The question for managers at all levels – from the CEO of
the USA to the owner of a small business – is whether to build a team around
experienced people or to bring in new people with fresh ideas.
The correct answer is that an experienced manager can
benefit from having fresh people around him, but a relatively inexperienced
leader should follow the example of Shakespeare’s Henry V by having more grey
hairs among his counsellors.
So the President-Elect is quite right to appoint familiar
faces from the administrations of Presidents Clinton and George W Bush as his
key subordinates. Of course, this goes against his campaign theme of “Change”,
but he has calculated – again, correctly – that he has enough political capital
at the moment to get away with it.
Indeed, there are encouraging signs that Obama the President
may be distancing himself from many of the less presidential things said by
Obama the Candidate. There are said to be “signals” that he may delay the
imposition of more taxes on higher earners...
He obviously read our blog on the subject last week.
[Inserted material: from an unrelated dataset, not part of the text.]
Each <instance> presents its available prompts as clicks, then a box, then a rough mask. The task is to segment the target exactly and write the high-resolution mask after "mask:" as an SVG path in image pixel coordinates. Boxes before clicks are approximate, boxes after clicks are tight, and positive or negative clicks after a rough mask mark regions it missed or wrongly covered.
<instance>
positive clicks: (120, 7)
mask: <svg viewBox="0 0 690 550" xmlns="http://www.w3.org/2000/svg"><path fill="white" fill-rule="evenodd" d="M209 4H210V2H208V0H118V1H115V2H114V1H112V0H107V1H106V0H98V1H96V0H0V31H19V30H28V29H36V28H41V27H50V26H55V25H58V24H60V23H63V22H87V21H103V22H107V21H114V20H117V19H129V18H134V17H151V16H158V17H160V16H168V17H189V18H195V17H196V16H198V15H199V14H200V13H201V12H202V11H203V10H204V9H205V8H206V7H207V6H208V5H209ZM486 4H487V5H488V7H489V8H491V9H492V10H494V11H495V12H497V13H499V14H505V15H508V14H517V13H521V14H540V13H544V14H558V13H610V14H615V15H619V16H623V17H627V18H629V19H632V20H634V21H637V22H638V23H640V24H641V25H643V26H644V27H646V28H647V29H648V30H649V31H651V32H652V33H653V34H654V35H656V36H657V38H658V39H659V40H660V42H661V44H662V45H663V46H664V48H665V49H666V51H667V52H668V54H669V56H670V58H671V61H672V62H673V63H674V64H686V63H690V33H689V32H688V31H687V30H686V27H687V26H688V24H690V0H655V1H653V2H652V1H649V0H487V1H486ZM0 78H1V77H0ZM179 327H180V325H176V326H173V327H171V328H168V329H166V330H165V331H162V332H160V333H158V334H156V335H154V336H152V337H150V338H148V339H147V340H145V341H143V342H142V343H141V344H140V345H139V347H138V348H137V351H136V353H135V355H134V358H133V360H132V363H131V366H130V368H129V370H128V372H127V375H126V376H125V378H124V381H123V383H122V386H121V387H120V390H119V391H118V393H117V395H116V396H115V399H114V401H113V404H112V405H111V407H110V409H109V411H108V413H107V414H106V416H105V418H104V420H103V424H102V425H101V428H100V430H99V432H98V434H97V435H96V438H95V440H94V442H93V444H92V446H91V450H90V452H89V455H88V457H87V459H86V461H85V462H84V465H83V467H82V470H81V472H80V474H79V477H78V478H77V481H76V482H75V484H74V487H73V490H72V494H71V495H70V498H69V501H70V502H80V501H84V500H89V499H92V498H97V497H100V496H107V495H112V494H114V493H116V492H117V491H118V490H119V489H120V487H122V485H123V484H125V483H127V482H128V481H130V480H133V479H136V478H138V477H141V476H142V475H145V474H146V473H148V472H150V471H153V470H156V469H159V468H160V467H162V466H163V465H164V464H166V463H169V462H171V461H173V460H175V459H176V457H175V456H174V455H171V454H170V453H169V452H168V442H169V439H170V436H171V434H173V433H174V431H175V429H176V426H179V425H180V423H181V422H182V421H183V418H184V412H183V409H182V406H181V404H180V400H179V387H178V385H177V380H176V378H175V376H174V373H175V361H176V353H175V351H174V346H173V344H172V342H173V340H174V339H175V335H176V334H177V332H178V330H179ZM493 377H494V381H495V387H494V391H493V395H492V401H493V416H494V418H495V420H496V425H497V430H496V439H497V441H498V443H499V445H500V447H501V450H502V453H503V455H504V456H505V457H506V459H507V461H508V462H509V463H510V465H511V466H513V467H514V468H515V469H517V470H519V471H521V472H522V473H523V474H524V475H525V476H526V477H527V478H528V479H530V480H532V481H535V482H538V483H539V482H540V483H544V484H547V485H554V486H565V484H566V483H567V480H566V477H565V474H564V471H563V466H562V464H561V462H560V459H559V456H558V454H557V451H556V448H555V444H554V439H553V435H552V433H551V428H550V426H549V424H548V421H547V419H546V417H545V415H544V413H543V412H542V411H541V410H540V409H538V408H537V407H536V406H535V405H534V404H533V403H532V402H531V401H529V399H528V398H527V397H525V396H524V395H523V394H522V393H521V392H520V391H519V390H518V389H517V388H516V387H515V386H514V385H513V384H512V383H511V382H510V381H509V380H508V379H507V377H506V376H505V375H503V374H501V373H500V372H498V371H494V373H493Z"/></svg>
His only false note so far is his proposed “stimulus
package” to “create 2.5 million jobs”. Democratic Presidents like this sort of
thing because it looks like what FDR did – ignoring the fact that FDR’s
National Recovery Administration and Works Progress Administration soon became
by-words for mismanagement.
President-Elect Clinton proposed a similar “stimulus
package” in 1992, but the idea was quietly dropped when the realities became
clear to him in office.
Obama’s perceptive pragmatism over the last month gives
grounds for hope that he will eventually do the same. Things always look different
when viewed from that desk in the Oval Office.